The Chips act is not a subsidy for the company. it was never intended for that. It was to get factories in the US. They could have gotten the subsidies in other countries. It is working great. .... If you want company subsidies, create a welfare program for needy companies.

IMO we want the best companies to manufacture in the US, not the ones on life support.

3 years from now TSMC will be the shining star of Chips act and subsidies. The other companies will be a political discussion topic on "what happened"

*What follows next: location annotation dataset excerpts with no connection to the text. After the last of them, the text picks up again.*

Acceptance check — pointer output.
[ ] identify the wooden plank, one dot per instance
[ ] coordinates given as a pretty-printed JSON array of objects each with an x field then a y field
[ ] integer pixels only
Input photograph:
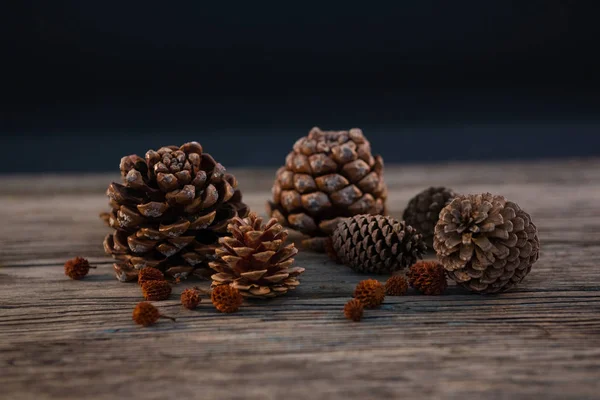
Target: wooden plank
[{"x": 66, "y": 339}]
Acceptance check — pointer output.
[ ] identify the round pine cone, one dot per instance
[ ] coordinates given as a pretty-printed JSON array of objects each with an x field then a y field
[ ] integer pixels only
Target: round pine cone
[
  {"x": 423, "y": 211},
  {"x": 226, "y": 298},
  {"x": 329, "y": 175},
  {"x": 428, "y": 277},
  {"x": 396, "y": 286},
  {"x": 77, "y": 268},
  {"x": 149, "y": 274},
  {"x": 370, "y": 293},
  {"x": 169, "y": 212},
  {"x": 376, "y": 244},
  {"x": 486, "y": 243},
  {"x": 190, "y": 298},
  {"x": 353, "y": 310},
  {"x": 156, "y": 290},
  {"x": 256, "y": 260}
]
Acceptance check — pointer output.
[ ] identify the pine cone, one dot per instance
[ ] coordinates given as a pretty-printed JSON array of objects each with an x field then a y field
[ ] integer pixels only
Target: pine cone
[
  {"x": 486, "y": 243},
  {"x": 353, "y": 310},
  {"x": 256, "y": 260},
  {"x": 377, "y": 244},
  {"x": 423, "y": 211},
  {"x": 329, "y": 175},
  {"x": 170, "y": 211},
  {"x": 190, "y": 298},
  {"x": 428, "y": 277}
]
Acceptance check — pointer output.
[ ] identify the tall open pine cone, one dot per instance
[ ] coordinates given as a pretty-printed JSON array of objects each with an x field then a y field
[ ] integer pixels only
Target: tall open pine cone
[
  {"x": 486, "y": 243},
  {"x": 256, "y": 260},
  {"x": 376, "y": 244},
  {"x": 328, "y": 176},
  {"x": 170, "y": 210},
  {"x": 423, "y": 211}
]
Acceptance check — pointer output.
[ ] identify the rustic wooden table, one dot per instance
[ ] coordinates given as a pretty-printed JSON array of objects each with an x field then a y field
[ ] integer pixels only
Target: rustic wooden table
[{"x": 75, "y": 339}]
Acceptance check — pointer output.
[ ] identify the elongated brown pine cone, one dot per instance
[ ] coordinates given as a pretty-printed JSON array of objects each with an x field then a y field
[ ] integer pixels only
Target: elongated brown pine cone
[
  {"x": 329, "y": 175},
  {"x": 255, "y": 259},
  {"x": 376, "y": 244},
  {"x": 486, "y": 243},
  {"x": 170, "y": 211},
  {"x": 423, "y": 211}
]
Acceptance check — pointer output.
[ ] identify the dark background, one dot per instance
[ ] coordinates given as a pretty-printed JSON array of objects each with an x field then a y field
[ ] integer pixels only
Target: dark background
[{"x": 86, "y": 82}]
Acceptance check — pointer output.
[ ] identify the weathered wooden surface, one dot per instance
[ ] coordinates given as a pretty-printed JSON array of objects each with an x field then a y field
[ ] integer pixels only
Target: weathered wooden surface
[{"x": 74, "y": 340}]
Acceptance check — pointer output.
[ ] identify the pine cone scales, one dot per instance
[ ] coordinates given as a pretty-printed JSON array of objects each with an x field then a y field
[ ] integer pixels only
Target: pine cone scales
[
  {"x": 256, "y": 260},
  {"x": 423, "y": 211},
  {"x": 170, "y": 210},
  {"x": 376, "y": 244},
  {"x": 328, "y": 176},
  {"x": 486, "y": 243}
]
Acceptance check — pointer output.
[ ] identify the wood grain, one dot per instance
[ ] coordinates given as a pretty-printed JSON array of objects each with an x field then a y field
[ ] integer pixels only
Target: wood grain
[{"x": 72, "y": 340}]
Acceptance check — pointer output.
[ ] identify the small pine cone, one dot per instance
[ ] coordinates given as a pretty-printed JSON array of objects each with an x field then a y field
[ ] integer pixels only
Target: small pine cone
[
  {"x": 370, "y": 293},
  {"x": 486, "y": 243},
  {"x": 190, "y": 298},
  {"x": 329, "y": 175},
  {"x": 169, "y": 211},
  {"x": 149, "y": 274},
  {"x": 353, "y": 310},
  {"x": 77, "y": 268},
  {"x": 376, "y": 244},
  {"x": 226, "y": 298},
  {"x": 256, "y": 259},
  {"x": 156, "y": 290},
  {"x": 423, "y": 211},
  {"x": 396, "y": 286},
  {"x": 428, "y": 277},
  {"x": 146, "y": 314}
]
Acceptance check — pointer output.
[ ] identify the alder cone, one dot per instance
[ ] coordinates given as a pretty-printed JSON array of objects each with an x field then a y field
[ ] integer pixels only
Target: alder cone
[
  {"x": 376, "y": 244},
  {"x": 169, "y": 211},
  {"x": 255, "y": 260},
  {"x": 486, "y": 243},
  {"x": 328, "y": 176},
  {"x": 423, "y": 211}
]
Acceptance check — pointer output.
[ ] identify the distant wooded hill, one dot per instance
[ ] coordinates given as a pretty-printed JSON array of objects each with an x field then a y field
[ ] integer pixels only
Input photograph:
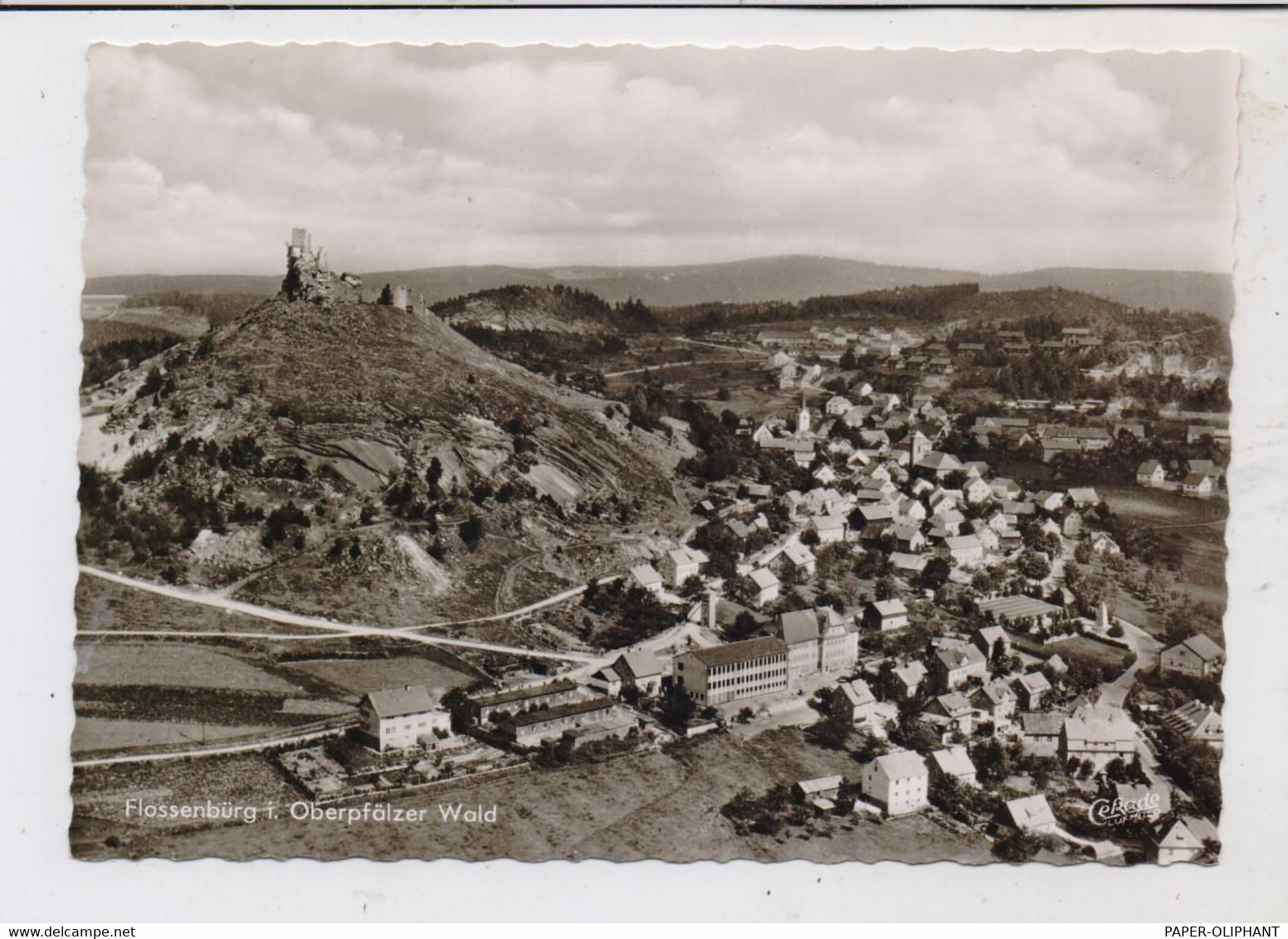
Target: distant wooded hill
[{"x": 786, "y": 279}]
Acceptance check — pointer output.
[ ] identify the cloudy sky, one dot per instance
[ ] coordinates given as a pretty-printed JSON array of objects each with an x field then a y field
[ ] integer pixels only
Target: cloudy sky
[{"x": 200, "y": 160}]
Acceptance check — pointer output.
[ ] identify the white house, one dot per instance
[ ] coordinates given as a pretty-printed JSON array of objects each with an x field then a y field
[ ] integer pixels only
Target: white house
[
  {"x": 1197, "y": 657},
  {"x": 681, "y": 563},
  {"x": 401, "y": 718},
  {"x": 1150, "y": 473},
  {"x": 964, "y": 550},
  {"x": 898, "y": 782}
]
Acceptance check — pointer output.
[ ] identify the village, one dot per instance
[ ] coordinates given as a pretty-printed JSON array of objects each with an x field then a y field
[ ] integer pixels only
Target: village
[{"x": 960, "y": 678}]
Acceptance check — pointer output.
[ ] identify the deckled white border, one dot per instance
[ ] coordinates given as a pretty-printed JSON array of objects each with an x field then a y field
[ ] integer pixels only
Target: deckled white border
[{"x": 41, "y": 85}]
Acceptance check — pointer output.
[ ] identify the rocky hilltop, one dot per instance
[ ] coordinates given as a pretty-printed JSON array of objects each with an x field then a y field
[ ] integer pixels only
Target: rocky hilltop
[{"x": 357, "y": 460}]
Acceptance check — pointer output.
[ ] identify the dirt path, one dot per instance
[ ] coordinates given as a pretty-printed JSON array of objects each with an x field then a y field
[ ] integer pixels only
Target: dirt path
[{"x": 271, "y": 741}]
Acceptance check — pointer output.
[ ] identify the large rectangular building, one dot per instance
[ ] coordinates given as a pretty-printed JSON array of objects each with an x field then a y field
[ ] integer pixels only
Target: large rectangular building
[{"x": 733, "y": 671}]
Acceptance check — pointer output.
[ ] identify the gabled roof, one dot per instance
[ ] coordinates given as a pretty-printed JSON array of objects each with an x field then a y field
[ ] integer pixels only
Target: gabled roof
[
  {"x": 730, "y": 654},
  {"x": 639, "y": 664},
  {"x": 821, "y": 785},
  {"x": 560, "y": 711},
  {"x": 876, "y": 512},
  {"x": 937, "y": 460},
  {"x": 555, "y": 687},
  {"x": 856, "y": 693},
  {"x": 911, "y": 674},
  {"x": 900, "y": 561},
  {"x": 1189, "y": 831},
  {"x": 1041, "y": 724},
  {"x": 396, "y": 703},
  {"x": 902, "y": 766},
  {"x": 1033, "y": 683},
  {"x": 827, "y": 522},
  {"x": 799, "y": 626},
  {"x": 646, "y": 575},
  {"x": 996, "y": 692},
  {"x": 954, "y": 761},
  {"x": 960, "y": 656},
  {"x": 893, "y": 607},
  {"x": 1099, "y": 727},
  {"x": 954, "y": 703}
]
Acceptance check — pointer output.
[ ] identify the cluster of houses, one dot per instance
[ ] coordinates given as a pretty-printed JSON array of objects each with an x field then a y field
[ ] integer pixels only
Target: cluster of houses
[{"x": 886, "y": 484}]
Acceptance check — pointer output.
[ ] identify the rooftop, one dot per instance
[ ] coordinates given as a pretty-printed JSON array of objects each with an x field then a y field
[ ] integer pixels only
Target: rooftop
[
  {"x": 396, "y": 703},
  {"x": 560, "y": 711}
]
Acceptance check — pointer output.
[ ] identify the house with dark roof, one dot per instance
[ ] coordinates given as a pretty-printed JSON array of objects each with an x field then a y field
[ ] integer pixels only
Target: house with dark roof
[
  {"x": 949, "y": 714},
  {"x": 956, "y": 665},
  {"x": 898, "y": 782},
  {"x": 1197, "y": 657},
  {"x": 908, "y": 678},
  {"x": 1198, "y": 486},
  {"x": 1031, "y": 689},
  {"x": 1187, "y": 841},
  {"x": 1029, "y": 815},
  {"x": 641, "y": 670},
  {"x": 1197, "y": 722},
  {"x": 996, "y": 701},
  {"x": 1099, "y": 736},
  {"x": 952, "y": 763},
  {"x": 734, "y": 671},
  {"x": 886, "y": 615},
  {"x": 856, "y": 701},
  {"x": 1150, "y": 473},
  {"x": 497, "y": 705},
  {"x": 531, "y": 728},
  {"x": 402, "y": 718},
  {"x": 1040, "y": 733}
]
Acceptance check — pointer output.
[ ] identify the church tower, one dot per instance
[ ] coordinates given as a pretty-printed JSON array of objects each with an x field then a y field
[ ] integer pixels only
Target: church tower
[{"x": 919, "y": 447}]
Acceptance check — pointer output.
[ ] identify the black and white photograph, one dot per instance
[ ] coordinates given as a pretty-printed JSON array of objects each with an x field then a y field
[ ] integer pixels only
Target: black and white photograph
[{"x": 676, "y": 454}]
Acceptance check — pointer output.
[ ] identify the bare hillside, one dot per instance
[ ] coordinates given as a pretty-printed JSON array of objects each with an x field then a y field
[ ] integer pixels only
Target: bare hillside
[{"x": 382, "y": 458}]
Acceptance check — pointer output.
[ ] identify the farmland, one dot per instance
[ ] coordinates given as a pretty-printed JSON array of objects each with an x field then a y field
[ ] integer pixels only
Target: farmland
[{"x": 357, "y": 677}]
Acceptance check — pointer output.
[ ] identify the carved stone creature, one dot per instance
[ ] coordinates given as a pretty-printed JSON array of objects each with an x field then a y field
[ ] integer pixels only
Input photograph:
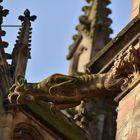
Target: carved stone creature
[
  {"x": 67, "y": 91},
  {"x": 64, "y": 91}
]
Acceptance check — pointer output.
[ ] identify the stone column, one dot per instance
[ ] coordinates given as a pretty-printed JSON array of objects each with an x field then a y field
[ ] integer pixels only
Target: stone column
[{"x": 135, "y": 8}]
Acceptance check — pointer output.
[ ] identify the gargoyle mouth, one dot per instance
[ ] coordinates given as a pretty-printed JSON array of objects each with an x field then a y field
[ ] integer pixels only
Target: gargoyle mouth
[{"x": 20, "y": 98}]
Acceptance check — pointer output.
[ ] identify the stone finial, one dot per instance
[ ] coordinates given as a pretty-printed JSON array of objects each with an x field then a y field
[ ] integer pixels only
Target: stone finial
[{"x": 3, "y": 13}]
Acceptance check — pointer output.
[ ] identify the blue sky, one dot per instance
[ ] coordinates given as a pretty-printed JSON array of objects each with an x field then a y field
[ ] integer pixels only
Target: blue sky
[{"x": 53, "y": 31}]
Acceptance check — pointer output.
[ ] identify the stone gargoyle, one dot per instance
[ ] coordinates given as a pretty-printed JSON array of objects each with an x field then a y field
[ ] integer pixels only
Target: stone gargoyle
[{"x": 65, "y": 91}]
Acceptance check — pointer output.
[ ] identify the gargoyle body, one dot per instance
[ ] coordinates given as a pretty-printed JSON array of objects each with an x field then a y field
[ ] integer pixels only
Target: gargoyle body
[{"x": 67, "y": 91}]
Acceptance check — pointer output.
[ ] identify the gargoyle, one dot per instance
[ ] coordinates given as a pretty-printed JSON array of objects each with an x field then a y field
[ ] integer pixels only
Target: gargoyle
[
  {"x": 67, "y": 91},
  {"x": 64, "y": 91}
]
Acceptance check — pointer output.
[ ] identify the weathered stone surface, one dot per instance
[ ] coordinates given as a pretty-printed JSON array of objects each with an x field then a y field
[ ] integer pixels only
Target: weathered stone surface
[{"x": 128, "y": 122}]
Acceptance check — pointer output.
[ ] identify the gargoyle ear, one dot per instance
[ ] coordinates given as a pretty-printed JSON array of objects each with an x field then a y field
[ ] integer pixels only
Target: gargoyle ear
[{"x": 67, "y": 88}]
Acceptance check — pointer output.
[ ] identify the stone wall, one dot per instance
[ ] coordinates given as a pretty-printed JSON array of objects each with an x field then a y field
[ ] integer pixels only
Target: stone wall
[{"x": 128, "y": 121}]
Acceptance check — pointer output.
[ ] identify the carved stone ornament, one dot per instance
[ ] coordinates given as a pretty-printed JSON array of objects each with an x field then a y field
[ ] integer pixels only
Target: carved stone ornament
[{"x": 65, "y": 91}]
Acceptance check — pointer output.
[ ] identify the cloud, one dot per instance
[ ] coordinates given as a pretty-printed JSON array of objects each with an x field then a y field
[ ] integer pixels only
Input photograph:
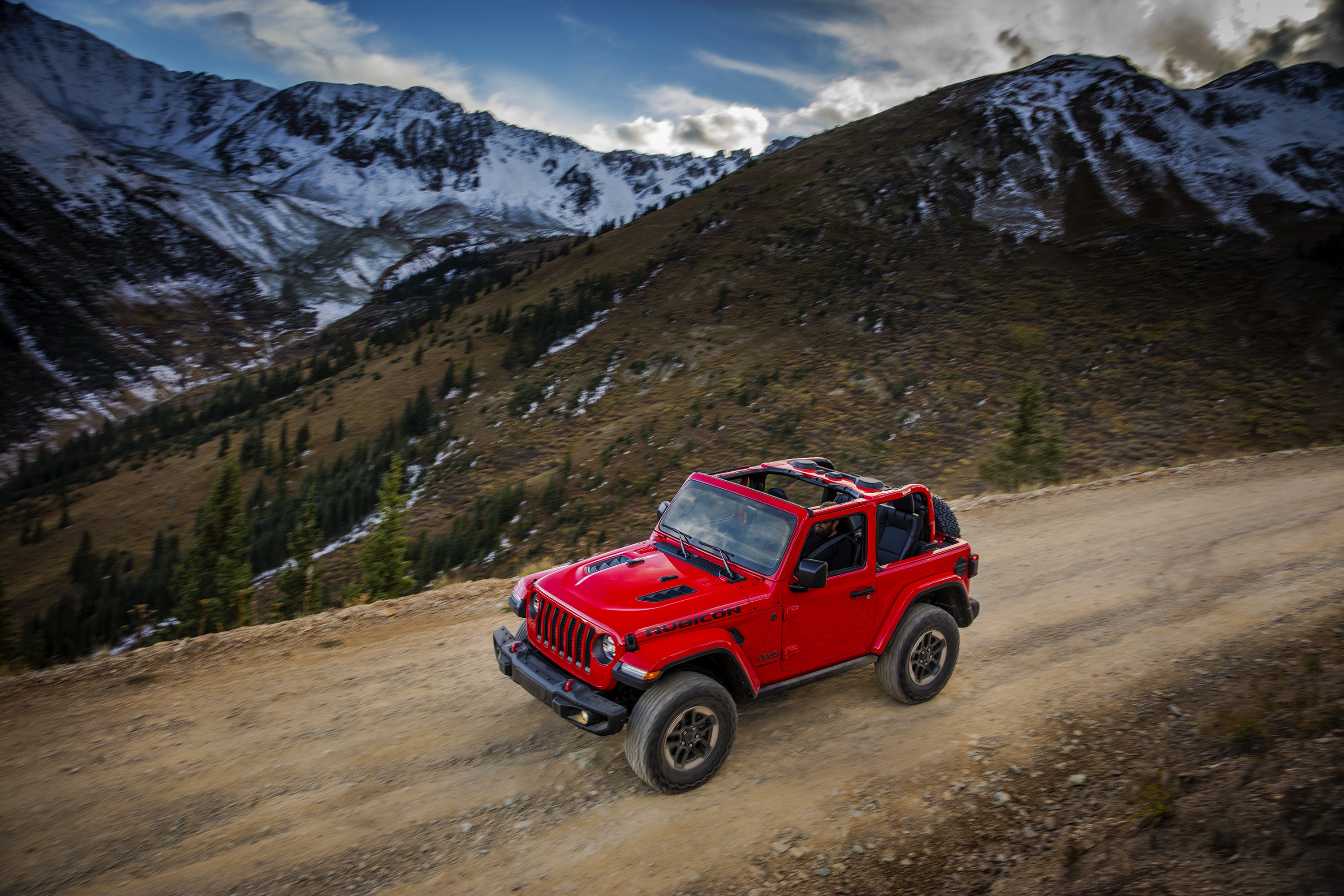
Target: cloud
[
  {"x": 1319, "y": 39},
  {"x": 732, "y": 127},
  {"x": 887, "y": 50},
  {"x": 783, "y": 76},
  {"x": 904, "y": 49},
  {"x": 310, "y": 41}
]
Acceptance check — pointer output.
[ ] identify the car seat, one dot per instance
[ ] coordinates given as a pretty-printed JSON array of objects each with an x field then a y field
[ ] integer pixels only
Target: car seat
[{"x": 897, "y": 530}]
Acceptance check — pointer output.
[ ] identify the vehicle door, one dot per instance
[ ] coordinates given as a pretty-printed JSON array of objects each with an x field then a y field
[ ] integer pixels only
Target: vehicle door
[{"x": 828, "y": 625}]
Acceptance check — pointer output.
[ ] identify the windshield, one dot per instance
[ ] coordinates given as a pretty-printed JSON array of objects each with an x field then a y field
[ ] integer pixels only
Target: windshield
[{"x": 754, "y": 535}]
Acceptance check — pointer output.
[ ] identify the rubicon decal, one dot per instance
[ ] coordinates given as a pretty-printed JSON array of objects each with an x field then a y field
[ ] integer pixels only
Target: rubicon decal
[{"x": 707, "y": 618}]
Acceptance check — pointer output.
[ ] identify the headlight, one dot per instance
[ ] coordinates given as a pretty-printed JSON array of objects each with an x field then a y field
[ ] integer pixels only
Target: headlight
[{"x": 604, "y": 649}]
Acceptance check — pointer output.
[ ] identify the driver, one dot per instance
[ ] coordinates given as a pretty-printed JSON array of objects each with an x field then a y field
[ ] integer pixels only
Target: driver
[{"x": 824, "y": 543}]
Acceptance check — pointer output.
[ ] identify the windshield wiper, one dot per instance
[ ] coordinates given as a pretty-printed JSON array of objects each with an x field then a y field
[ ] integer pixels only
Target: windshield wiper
[
  {"x": 724, "y": 555},
  {"x": 682, "y": 536}
]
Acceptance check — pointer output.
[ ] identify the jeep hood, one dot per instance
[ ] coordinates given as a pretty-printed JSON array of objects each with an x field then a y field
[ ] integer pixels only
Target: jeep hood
[{"x": 611, "y": 597}]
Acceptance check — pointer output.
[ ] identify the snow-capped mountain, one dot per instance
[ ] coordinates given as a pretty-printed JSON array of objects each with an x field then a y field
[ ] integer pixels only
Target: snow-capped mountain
[
  {"x": 1250, "y": 151},
  {"x": 129, "y": 189},
  {"x": 159, "y": 226}
]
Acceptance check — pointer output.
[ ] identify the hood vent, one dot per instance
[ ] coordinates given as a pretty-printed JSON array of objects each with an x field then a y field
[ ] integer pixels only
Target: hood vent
[
  {"x": 605, "y": 564},
  {"x": 667, "y": 594}
]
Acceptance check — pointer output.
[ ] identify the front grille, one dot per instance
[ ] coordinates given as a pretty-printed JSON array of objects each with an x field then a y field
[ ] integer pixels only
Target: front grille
[{"x": 565, "y": 634}]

Also it is possible to offer subsidies to get R&D and product design done in the US. Intel and Micron both changed organization to move leadership to Asia in exchange for government support. This is what the US should do IMO.
Yes, the point of the subsidies was to pay TSMC to bring semiconductor manufacturing to the US and so far, the ROI of the money spent so far seems to be very good. TSMC is hiring interns to teach Americans about semiconductors.

 
Politicians are good at sensing weakness. They would like to hang the Solyndra label on Intel and hang that dunce cap on Trump for investing in another Solyndra. And she may be right, time will tell. On the other hand, more sophisticated VCs are prepared for 90% failure rate in order to get 100x wins occasionally.

It worries me that team Democrat are pulling for Intel to fail.
 
If "we" are going to invest in semiconductor manufacturing technology, why not TI who seems to know how to manage technology, people and product? Intel isn't our only choice.
Because TI doesn't do cutting edge logic development. Not a knock on TI, its just that they don't meet that particular need. If there were some other option for leading edge logic development in the US I'm willing to bet that no one on this board would be saying we need Intel.
 
I'm sure if Intel was more unionized, Warren would magically be super pro-Intel
The amusing thing is that Elizabeth Warren, Bernie Sanders, and Alexandria Ocasio-Cortez, perhaps the loudest advocates of labor unions in Congress, have never themselves been union members.

As a former member of the AFL-CIO, working under a union seniority contract, I can say that after that experience I despised labor unions. IMO, you can't really understand unions and how they operate until you're a member of one.
 
I'm sure if Intel was more unionized, Warren would magically be super pro-Intel
In 2022, there was an Intel engineer who was running for Congress and as part of his campaign, he tried to push for a unionization drive for lithography engineers. Both the unionization drive and the campaigns failed.